Work at the Vaughn Equestrian Center doesn’t stop while the students are at home. There are 97 horses to care for and stables to clean and repair while they are in the pasture.
Workers caring for animals is one of the exempted categories under Indiana Gov. Eric Holcomb’s stay-in-place order issued earlier this week.
Ed Little, director of horsemanship operations at Culver Academies, said the 10-member stable crew is still making sure the horses are cared for seven days a week. Led by stable supervisor Don Relos, the team includes five other day staffers, two night staffers, and two part-time weekend people.
There are 93 horses currently divided between two pastures, as they normally would be over spring break. One newly acquired horse is in the quarantine stable and three are being kept on campus after seeing the veterinarian, Little said.
Every morning, the crew members go out and check on the horses in the pastures. The crew then moves indoors, where they are now thoroughly cleaning every stall and replacing several of the large rubber stall mats. Maintenance is also scheduled for the horse trailers and hay wagons, Little said, as is cleaning the ceiling fans, riding hall grandstands and windows. “There’s always something to do.”
While the horses have been turned out, they aren’t as visible as they normally are. They are being kept off of the CSM John “Sarge” Hudson pasture, which sets at the intersection of Indiana 10 and Indiana 17, for the time being.
Little explained the Hudson pasture needs time to recover from a late fall drought. Once the Hudson pasture catches up, it will be added into the rotation. The horses will then be divided among all three pastures covering a total of 170 acres. They are currently divided between the “North 80” along Indiana 10 and the newer Fleet Field pasture.

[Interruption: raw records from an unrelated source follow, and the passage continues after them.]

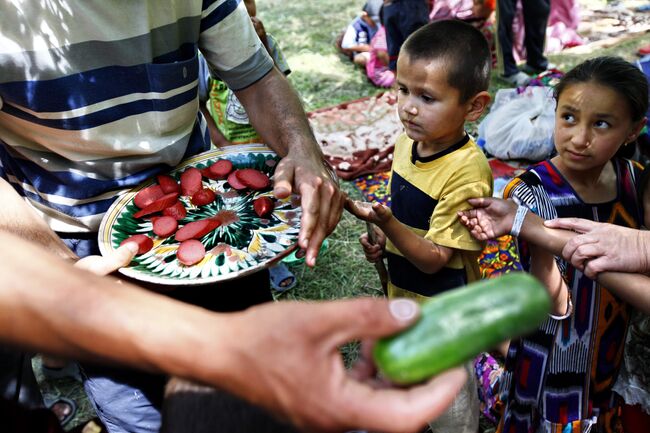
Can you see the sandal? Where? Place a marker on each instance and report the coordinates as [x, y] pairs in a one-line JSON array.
[[64, 409], [281, 278]]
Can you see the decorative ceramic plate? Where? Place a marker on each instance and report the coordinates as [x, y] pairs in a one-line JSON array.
[[243, 244]]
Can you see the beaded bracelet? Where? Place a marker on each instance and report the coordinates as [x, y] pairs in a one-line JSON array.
[[569, 310]]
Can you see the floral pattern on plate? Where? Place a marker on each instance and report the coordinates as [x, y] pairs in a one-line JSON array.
[[243, 244]]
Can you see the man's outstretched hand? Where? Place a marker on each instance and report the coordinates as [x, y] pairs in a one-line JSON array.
[[298, 373], [320, 196]]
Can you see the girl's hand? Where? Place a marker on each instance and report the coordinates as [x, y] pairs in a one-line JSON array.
[[373, 252], [490, 218], [375, 213]]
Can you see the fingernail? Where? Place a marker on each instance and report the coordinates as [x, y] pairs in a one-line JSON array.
[[132, 247], [403, 309]]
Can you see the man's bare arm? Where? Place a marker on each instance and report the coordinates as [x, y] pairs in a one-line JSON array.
[[48, 305], [17, 217], [276, 113]]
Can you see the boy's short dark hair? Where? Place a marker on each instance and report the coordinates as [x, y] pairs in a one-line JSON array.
[[462, 47]]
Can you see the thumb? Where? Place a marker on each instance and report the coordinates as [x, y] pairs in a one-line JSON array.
[[370, 318], [104, 265], [478, 202]]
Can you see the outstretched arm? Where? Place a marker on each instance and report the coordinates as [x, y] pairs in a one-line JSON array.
[[17, 217], [276, 113], [297, 374], [424, 254], [597, 247], [493, 218]]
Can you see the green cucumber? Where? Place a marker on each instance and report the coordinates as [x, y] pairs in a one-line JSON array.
[[457, 325]]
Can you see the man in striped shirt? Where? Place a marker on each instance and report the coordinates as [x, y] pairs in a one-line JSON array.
[[97, 96]]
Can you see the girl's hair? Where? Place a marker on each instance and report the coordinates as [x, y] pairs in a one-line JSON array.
[[620, 75]]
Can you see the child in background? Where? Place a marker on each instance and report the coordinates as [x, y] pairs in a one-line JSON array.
[[436, 168], [401, 18], [355, 42], [560, 378], [377, 67], [228, 122]]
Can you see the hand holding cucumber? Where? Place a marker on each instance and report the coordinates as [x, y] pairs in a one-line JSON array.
[[490, 217], [458, 324]]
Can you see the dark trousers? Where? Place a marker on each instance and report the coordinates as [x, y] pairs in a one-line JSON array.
[[401, 18], [536, 14]]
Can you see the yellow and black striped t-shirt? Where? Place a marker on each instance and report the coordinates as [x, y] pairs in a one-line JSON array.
[[426, 194]]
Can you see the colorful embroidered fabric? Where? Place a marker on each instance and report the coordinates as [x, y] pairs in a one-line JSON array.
[[560, 377], [374, 187]]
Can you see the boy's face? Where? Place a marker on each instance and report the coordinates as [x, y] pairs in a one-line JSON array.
[[429, 108]]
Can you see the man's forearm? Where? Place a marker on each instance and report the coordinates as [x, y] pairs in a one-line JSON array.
[[633, 288], [19, 218], [48, 305], [276, 113]]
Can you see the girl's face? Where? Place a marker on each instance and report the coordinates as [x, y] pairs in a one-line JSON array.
[[591, 122]]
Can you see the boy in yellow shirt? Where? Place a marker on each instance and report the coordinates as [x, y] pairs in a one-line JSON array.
[[443, 73]]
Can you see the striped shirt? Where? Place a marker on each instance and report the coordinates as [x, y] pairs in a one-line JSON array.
[[97, 96]]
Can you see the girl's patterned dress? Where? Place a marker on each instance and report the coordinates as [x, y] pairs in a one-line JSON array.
[[559, 379]]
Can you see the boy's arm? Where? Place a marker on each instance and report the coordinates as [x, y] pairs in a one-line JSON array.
[[424, 254]]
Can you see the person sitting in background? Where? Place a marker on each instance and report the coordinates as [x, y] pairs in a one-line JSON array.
[[355, 41], [377, 67]]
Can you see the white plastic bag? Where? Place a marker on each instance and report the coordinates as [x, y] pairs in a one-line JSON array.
[[520, 126]]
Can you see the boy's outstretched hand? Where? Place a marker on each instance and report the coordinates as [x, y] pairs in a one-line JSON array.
[[490, 218], [375, 213], [373, 251]]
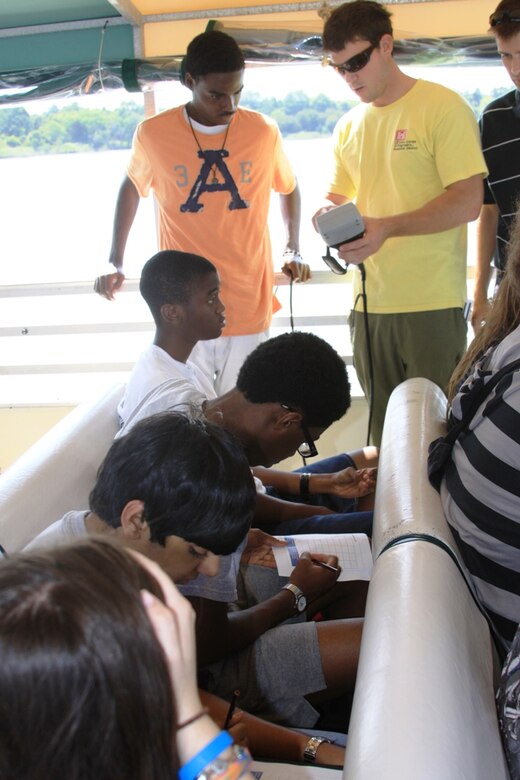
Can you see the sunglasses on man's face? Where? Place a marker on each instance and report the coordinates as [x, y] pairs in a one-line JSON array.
[[355, 63], [504, 17]]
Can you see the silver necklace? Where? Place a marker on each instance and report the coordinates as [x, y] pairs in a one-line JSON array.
[[213, 171]]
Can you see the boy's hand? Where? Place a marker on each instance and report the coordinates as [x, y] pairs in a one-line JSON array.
[[259, 548], [312, 579], [353, 483]]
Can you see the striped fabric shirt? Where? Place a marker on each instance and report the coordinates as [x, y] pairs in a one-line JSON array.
[[480, 492], [500, 134]]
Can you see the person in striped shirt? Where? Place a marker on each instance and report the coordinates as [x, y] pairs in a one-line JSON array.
[[480, 491], [500, 134]]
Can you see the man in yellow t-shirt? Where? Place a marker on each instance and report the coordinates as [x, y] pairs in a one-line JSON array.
[[212, 167], [409, 156]]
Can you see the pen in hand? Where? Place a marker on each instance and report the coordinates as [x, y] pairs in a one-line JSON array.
[[325, 565], [231, 710]]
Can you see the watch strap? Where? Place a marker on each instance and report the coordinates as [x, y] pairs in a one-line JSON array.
[[297, 593], [311, 748]]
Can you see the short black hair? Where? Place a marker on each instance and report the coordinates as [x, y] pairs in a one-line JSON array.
[[362, 19], [300, 370], [170, 276], [191, 475], [506, 30], [212, 52]]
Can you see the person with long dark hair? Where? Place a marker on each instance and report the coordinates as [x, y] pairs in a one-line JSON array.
[[98, 671], [480, 490]]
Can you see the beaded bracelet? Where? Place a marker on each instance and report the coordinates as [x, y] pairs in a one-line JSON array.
[[228, 768], [200, 761], [305, 479]]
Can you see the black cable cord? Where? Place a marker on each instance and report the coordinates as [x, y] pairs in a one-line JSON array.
[[290, 305], [371, 386]]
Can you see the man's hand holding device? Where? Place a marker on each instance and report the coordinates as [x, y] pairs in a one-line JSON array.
[[339, 225]]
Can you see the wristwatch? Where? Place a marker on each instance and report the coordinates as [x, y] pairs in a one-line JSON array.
[[309, 754], [300, 602]]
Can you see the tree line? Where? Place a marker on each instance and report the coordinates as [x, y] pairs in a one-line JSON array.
[[75, 129]]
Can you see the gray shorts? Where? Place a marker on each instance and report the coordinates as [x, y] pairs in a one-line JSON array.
[[279, 669]]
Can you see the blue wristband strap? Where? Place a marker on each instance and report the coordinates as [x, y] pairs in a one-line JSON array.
[[195, 765]]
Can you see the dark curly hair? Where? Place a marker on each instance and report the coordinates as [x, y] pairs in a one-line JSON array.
[[212, 52], [506, 30], [170, 277], [300, 370], [359, 20], [191, 475]]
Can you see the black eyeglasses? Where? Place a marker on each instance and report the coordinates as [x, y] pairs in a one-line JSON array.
[[504, 17], [355, 63], [307, 448]]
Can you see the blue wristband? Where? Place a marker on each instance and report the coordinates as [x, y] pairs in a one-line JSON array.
[[195, 765]]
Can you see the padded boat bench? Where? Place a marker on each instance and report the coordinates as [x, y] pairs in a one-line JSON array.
[[424, 705], [58, 472]]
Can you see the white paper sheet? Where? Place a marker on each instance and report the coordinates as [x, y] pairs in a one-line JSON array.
[[353, 552]]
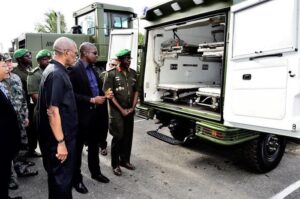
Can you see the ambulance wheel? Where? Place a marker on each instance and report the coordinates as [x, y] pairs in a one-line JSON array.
[[264, 153]]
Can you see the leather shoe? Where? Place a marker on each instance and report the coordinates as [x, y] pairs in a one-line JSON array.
[[17, 197], [117, 171], [27, 172], [128, 165], [101, 178], [103, 152], [13, 185], [80, 188], [34, 154]]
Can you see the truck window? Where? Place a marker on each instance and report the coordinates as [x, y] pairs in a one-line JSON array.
[[120, 20], [87, 22]]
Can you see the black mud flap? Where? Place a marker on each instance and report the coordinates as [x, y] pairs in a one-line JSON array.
[[164, 138]]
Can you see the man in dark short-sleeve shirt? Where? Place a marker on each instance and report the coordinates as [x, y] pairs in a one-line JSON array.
[[57, 120], [122, 81]]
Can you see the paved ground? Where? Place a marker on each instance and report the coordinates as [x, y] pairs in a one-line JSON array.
[[166, 171]]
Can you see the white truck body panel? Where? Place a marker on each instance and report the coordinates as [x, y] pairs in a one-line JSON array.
[[262, 90]]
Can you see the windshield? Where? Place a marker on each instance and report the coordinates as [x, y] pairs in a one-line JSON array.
[[87, 22]]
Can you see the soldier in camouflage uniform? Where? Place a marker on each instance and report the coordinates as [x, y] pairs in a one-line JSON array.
[[122, 81], [23, 57], [16, 95]]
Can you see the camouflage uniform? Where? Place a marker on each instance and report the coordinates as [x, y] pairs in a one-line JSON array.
[[124, 85], [17, 97], [33, 80]]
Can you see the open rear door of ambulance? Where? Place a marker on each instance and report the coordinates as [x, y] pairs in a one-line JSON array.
[[121, 39], [262, 90]]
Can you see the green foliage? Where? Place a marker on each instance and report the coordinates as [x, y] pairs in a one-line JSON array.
[[49, 25], [141, 39]]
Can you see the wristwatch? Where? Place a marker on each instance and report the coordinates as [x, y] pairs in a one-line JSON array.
[[61, 141]]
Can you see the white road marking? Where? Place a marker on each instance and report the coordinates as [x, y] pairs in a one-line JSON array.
[[139, 120], [287, 191]]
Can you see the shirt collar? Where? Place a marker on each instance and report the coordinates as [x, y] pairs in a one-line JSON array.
[[120, 69]]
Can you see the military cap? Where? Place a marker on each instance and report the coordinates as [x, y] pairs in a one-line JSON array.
[[123, 53], [7, 57], [43, 53], [20, 53]]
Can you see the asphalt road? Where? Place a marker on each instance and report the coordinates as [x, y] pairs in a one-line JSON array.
[[200, 170]]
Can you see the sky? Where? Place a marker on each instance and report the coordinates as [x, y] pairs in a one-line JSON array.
[[19, 17]]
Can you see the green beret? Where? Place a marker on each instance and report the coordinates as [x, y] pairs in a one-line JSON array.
[[43, 53], [20, 53], [123, 53]]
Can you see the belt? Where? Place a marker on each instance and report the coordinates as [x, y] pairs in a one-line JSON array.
[[94, 106]]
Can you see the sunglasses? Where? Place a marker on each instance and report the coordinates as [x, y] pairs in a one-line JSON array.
[[95, 53]]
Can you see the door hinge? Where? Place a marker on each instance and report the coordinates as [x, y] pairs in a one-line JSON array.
[[294, 127]]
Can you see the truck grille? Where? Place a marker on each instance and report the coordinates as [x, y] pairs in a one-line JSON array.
[[229, 136]]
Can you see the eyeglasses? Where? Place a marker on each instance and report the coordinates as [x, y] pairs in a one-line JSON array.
[[66, 50], [28, 54], [95, 53]]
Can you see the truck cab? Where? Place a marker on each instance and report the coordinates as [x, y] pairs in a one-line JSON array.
[[225, 71], [96, 20]]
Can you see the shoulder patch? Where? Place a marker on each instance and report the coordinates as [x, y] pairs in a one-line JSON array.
[[33, 70]]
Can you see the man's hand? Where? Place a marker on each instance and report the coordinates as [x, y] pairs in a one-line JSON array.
[[125, 112], [109, 94], [99, 99], [26, 122], [62, 152]]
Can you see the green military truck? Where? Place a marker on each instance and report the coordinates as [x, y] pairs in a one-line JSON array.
[[224, 71], [97, 21]]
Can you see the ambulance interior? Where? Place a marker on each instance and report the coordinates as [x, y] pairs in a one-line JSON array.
[[184, 64]]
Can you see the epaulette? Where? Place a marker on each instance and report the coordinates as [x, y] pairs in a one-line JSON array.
[[111, 69], [33, 71]]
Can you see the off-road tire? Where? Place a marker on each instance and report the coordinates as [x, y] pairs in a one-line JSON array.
[[264, 153]]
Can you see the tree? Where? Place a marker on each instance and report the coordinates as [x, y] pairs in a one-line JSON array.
[[50, 23], [141, 39]]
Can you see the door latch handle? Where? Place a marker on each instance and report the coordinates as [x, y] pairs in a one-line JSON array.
[[291, 75], [246, 76]]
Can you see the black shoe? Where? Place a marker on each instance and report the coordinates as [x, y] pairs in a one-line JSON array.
[[80, 188], [33, 154], [27, 172], [103, 152], [28, 163], [128, 165], [13, 185], [117, 171], [17, 197], [100, 178]]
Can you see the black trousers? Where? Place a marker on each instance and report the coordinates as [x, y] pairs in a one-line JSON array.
[[4, 175], [31, 129], [60, 175], [91, 135], [121, 128]]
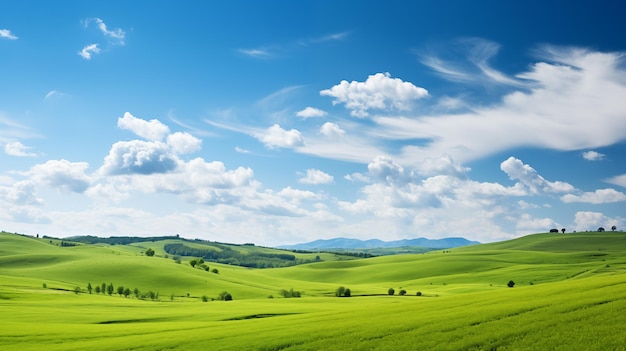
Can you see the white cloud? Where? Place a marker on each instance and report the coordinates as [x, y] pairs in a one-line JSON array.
[[310, 112], [6, 34], [315, 176], [593, 156], [183, 143], [257, 53], [379, 91], [89, 50], [528, 176], [16, 148], [117, 34], [152, 130], [139, 157], [277, 137], [591, 221], [617, 180], [331, 130], [600, 196], [62, 174]]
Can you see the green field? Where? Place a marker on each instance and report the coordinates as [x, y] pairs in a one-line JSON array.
[[569, 294]]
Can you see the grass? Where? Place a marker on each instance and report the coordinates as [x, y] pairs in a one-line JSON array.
[[576, 299]]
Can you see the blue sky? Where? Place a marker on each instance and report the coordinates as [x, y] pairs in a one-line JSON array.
[[281, 122]]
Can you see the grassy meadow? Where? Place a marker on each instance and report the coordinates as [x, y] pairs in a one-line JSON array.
[[569, 294]]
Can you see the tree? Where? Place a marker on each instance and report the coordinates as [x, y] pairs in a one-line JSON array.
[[225, 296]]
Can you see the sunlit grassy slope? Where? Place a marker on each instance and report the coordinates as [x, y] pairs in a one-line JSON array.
[[570, 294]]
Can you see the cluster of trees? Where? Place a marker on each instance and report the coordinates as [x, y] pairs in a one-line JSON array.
[[225, 254], [343, 292], [109, 289], [290, 293]]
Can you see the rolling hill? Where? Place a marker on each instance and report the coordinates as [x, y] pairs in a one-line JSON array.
[[569, 293]]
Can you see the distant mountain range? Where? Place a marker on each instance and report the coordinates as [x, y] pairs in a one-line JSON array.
[[347, 243]]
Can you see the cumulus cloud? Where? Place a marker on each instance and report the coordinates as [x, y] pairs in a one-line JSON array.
[[89, 50], [530, 179], [183, 143], [62, 174], [6, 34], [617, 180], [16, 148], [600, 196], [315, 176], [138, 156], [310, 112], [152, 130], [379, 91], [277, 137], [117, 34], [331, 130], [593, 156]]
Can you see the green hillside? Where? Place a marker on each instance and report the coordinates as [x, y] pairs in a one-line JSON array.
[[569, 293]]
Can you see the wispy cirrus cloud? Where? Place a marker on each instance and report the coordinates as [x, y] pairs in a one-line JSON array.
[[115, 37], [6, 34]]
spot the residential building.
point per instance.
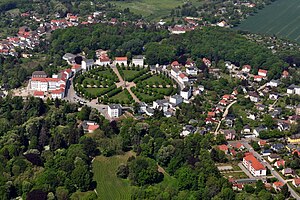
(279, 163)
(296, 182)
(114, 110)
(138, 60)
(39, 74)
(246, 68)
(121, 61)
(87, 64)
(175, 72)
(176, 99)
(39, 94)
(254, 166)
(186, 93)
(191, 71)
(262, 72)
(294, 139)
(182, 78)
(60, 93)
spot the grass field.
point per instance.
(280, 18)
(152, 9)
(109, 186)
(120, 96)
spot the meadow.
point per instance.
(280, 18)
(152, 9)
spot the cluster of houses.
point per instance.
(54, 87)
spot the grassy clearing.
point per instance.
(280, 18)
(154, 79)
(129, 74)
(121, 96)
(109, 186)
(153, 9)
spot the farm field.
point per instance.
(154, 9)
(109, 186)
(280, 18)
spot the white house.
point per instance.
(103, 61)
(114, 110)
(191, 71)
(246, 68)
(121, 60)
(186, 93)
(86, 64)
(175, 72)
(161, 105)
(274, 83)
(138, 60)
(254, 166)
(176, 99)
(182, 78)
(60, 93)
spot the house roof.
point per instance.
(296, 181)
(254, 162)
(223, 147)
(38, 93)
(182, 75)
(93, 127)
(262, 71)
(121, 58)
(278, 184)
(280, 163)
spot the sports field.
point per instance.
(153, 9)
(281, 18)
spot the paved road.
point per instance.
(224, 116)
(72, 97)
(273, 172)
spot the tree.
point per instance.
(122, 171)
(285, 191)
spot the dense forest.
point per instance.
(159, 47)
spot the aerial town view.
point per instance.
(149, 99)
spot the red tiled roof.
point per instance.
(121, 58)
(278, 184)
(223, 147)
(182, 75)
(38, 93)
(262, 71)
(254, 162)
(280, 163)
(93, 127)
(175, 63)
(297, 181)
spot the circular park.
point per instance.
(124, 84)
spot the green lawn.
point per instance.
(154, 79)
(109, 186)
(280, 18)
(120, 96)
(130, 74)
(95, 91)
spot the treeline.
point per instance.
(43, 149)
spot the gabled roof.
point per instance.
(254, 162)
(121, 58)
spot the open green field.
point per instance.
(109, 186)
(153, 9)
(280, 18)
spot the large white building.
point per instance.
(121, 60)
(114, 110)
(138, 61)
(254, 166)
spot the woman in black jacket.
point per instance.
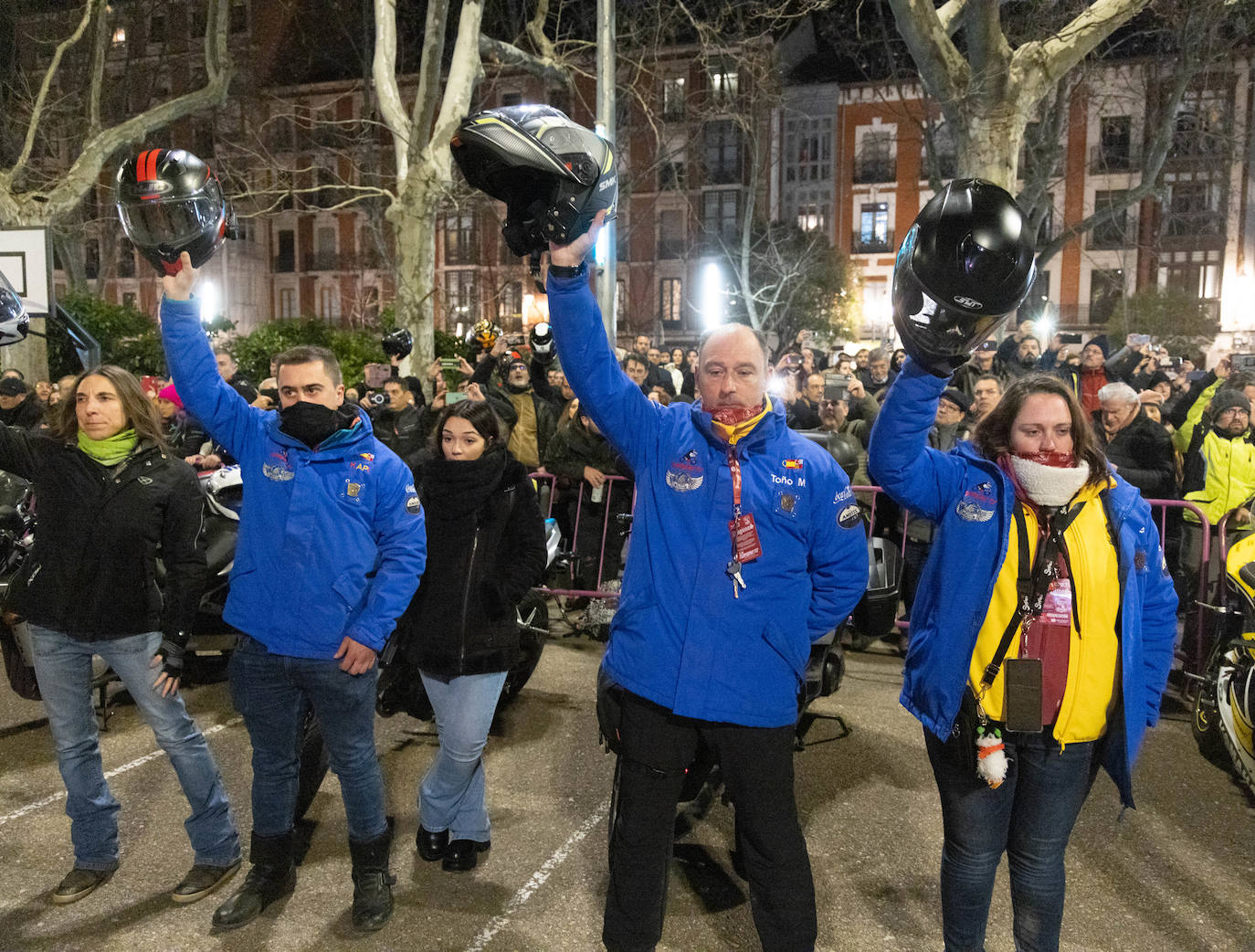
(485, 549)
(111, 500)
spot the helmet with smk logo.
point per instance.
(170, 201)
(964, 265)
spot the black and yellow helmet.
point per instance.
(553, 174)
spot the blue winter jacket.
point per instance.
(332, 540)
(954, 490)
(680, 637)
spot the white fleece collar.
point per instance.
(1049, 485)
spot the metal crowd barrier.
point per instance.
(557, 495)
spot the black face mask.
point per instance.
(311, 422)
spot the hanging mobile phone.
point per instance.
(1022, 694)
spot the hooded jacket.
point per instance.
(972, 500)
(680, 639)
(486, 549)
(100, 533)
(332, 540)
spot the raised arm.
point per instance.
(899, 458)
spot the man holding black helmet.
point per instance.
(747, 545)
(331, 524)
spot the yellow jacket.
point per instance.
(1093, 659)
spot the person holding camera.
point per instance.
(1043, 622)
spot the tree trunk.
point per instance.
(413, 217)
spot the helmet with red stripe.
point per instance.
(170, 201)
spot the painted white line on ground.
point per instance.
(499, 922)
(123, 768)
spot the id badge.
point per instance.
(744, 538)
(1022, 694)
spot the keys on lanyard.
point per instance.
(744, 535)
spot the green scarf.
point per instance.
(111, 450)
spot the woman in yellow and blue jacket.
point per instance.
(1113, 643)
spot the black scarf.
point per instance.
(453, 489)
(312, 423)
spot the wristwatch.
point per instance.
(564, 271)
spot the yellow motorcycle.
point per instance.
(1225, 709)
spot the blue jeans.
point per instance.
(1029, 818)
(271, 693)
(450, 795)
(64, 670)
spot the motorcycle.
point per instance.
(1224, 710)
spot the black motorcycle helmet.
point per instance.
(965, 264)
(398, 343)
(541, 339)
(170, 203)
(14, 322)
(554, 175)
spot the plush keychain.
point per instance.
(990, 756)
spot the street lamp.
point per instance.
(713, 304)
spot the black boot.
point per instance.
(372, 882)
(271, 877)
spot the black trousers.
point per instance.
(758, 770)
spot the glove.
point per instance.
(171, 652)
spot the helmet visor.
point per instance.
(174, 223)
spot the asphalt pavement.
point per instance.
(1175, 875)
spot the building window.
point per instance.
(873, 234)
(1113, 153)
(329, 301)
(808, 151)
(670, 301)
(875, 158)
(722, 153)
(814, 213)
(510, 305)
(670, 234)
(719, 217)
(1106, 289)
(723, 87)
(673, 98)
(1113, 233)
(459, 298)
(459, 238)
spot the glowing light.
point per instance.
(207, 294)
(713, 304)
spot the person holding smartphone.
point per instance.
(1043, 623)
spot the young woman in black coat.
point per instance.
(485, 549)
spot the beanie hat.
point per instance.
(1229, 398)
(170, 393)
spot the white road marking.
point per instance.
(499, 922)
(138, 761)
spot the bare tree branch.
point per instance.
(940, 63)
(950, 16)
(1039, 64)
(37, 112)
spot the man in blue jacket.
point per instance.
(747, 545)
(332, 546)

Turning the horses out early does save hay, which was starting to be a concern, Little said. The stable crew normally puts up 15,000 bales during a normal year. But the wet spring pushed back the first cut, so the crew didn’t get as many bales as normal last year.
Little said the plan is to reseed some of the fields and let them get established this year. This will help with grazing and hay production.